# **Experimentation**

### **Import Relevant Libraries**

In [None]:
'''
Webpage for a date's (say 4th October 2024) daily papers has the format: https://huggingface.co/papers?date=2024-10-04
'''

In [2]:
import requests
from bs4 import BeautifulSoup
import os

# Base URL for Hugging Face
BASE_URL = "https://huggingface.co"

# URL for the Hugging Face daily papers page (update this to the correct page)
URL = f"{BASE_URL}/papers?date=2024-10-04"

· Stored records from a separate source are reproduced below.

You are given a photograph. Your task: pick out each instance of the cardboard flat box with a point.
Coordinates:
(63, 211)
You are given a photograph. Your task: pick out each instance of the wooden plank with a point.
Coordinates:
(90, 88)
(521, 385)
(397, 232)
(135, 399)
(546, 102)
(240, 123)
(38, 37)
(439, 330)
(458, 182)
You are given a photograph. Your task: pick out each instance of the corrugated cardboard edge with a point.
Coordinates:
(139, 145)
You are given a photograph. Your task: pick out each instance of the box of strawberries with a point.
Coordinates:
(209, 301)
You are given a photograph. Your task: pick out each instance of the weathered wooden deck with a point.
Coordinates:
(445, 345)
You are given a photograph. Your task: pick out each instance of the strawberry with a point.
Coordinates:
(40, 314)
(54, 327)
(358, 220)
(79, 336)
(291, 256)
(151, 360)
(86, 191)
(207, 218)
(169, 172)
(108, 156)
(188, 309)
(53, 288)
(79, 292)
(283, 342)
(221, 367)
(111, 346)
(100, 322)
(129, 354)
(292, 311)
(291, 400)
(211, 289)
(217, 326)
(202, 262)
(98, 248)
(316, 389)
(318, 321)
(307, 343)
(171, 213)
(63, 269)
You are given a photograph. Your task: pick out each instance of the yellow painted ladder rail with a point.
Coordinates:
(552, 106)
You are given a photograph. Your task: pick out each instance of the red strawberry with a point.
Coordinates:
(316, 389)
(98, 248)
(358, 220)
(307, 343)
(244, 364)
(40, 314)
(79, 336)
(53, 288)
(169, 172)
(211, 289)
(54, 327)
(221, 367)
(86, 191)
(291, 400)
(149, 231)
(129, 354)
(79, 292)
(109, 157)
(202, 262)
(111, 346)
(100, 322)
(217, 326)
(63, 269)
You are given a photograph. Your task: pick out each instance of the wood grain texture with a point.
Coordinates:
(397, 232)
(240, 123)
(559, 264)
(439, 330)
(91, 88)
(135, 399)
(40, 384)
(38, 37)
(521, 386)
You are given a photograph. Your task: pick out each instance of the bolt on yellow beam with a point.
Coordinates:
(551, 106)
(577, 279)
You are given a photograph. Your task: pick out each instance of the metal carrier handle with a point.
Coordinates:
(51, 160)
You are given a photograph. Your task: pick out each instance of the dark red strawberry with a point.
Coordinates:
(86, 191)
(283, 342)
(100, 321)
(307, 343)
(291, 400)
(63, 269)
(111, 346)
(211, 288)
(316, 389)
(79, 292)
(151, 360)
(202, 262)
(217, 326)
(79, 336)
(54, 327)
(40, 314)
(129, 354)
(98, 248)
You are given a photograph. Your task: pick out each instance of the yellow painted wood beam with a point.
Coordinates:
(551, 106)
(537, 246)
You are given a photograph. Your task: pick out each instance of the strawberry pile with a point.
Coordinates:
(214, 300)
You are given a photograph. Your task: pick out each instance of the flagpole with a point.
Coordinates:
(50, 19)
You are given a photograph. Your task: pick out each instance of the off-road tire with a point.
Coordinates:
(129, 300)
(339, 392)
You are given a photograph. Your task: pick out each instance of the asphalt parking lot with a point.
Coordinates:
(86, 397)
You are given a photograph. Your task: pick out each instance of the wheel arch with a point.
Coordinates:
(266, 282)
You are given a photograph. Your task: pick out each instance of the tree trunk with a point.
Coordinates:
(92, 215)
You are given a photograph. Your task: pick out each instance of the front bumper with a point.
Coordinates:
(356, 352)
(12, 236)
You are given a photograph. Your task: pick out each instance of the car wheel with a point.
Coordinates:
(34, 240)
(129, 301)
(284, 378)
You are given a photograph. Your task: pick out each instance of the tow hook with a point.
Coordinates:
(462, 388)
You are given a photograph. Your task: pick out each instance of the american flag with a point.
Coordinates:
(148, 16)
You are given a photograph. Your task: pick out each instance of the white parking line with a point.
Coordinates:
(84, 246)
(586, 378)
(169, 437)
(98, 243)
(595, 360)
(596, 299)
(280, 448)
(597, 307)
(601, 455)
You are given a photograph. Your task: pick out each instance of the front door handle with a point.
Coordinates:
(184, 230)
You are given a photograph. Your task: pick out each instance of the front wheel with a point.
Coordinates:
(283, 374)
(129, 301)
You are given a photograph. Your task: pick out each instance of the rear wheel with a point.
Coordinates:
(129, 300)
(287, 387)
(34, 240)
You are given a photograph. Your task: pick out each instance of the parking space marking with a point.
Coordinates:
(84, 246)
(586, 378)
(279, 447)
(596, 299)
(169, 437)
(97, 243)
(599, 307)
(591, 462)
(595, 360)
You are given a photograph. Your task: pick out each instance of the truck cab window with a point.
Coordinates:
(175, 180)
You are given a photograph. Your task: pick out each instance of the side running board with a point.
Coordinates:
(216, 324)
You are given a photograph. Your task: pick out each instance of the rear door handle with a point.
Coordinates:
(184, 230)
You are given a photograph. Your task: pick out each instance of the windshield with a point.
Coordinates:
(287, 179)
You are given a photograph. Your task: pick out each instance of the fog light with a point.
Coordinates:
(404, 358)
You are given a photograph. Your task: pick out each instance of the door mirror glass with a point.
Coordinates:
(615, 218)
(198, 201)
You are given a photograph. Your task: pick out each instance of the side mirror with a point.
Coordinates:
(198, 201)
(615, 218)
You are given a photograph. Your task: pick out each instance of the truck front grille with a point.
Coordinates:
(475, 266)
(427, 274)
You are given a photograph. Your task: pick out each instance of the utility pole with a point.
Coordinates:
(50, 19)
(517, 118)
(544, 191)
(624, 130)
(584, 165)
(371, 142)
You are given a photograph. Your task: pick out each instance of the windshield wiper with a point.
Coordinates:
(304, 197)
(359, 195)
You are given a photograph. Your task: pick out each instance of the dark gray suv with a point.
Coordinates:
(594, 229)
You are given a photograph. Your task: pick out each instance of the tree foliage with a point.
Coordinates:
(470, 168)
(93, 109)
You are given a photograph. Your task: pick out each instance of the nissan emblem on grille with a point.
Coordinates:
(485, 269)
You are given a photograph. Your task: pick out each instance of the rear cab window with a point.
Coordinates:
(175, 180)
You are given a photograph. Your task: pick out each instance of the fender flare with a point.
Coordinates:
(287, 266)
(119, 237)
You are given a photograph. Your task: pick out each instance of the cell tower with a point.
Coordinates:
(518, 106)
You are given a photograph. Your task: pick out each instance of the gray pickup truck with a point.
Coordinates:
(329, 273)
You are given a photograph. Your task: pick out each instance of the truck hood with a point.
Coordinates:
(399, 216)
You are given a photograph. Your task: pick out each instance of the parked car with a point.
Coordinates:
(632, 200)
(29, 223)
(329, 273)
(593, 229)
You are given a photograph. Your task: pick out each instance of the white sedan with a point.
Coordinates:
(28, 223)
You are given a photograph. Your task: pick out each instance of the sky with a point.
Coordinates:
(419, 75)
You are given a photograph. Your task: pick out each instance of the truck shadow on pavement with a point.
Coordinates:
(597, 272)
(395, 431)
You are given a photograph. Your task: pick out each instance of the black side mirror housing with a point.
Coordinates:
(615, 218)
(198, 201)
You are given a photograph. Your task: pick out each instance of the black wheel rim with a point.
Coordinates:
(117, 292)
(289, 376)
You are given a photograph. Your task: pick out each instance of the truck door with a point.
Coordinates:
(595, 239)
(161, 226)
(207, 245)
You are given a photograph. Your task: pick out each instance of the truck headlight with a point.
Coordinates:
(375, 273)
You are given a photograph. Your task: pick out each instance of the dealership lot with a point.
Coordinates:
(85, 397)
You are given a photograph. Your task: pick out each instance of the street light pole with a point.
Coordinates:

# Function to extract PDF links from individual paper page
def get_pdf_link(paper_page_url):
    # Fetch the paper's page content
    paper_response = requests.get(paper_page_url)
    
    # Parse the paper's page content
    if paper_response.status_code == 200:
        paper_soup = BeautifulSoup(paper_response.content, 'html.parser')
        
        # Find the PDF link on the paper's page
        # Assuming the PDF link is in an <a> tag with 'href' that contains '.pdf'
        pdf_link = paper_soup.find('a', href=lambda href: href and ".pdf" in href)
        
        if pdf_link:
            return pdf_link['href']  # Return the PDF link
    return None

# Function to download the PDF file
def download_pdf(pdf_url, paper_title):
    # Get the PDF content
    pdf_response = requests.get(pdf_url)
    
    if pdf_response.status_code == 200:
        # Define the PDF file name, making it a valid file name
        paper_title = paper_title.replace("/", "-").replace("\\", "-")  # Clean file name
        pdf_file_name = f"{paper_title}.pdf"
        
        # Write the PDF content to a file
        with open(pdf_file_name, 'wb') as f:
            f.write(pdf_response.content)
        print(f"Downloaded: {pdf_file_name}")
    else:
        print(f"Failed to download PDF: {pdf_url}")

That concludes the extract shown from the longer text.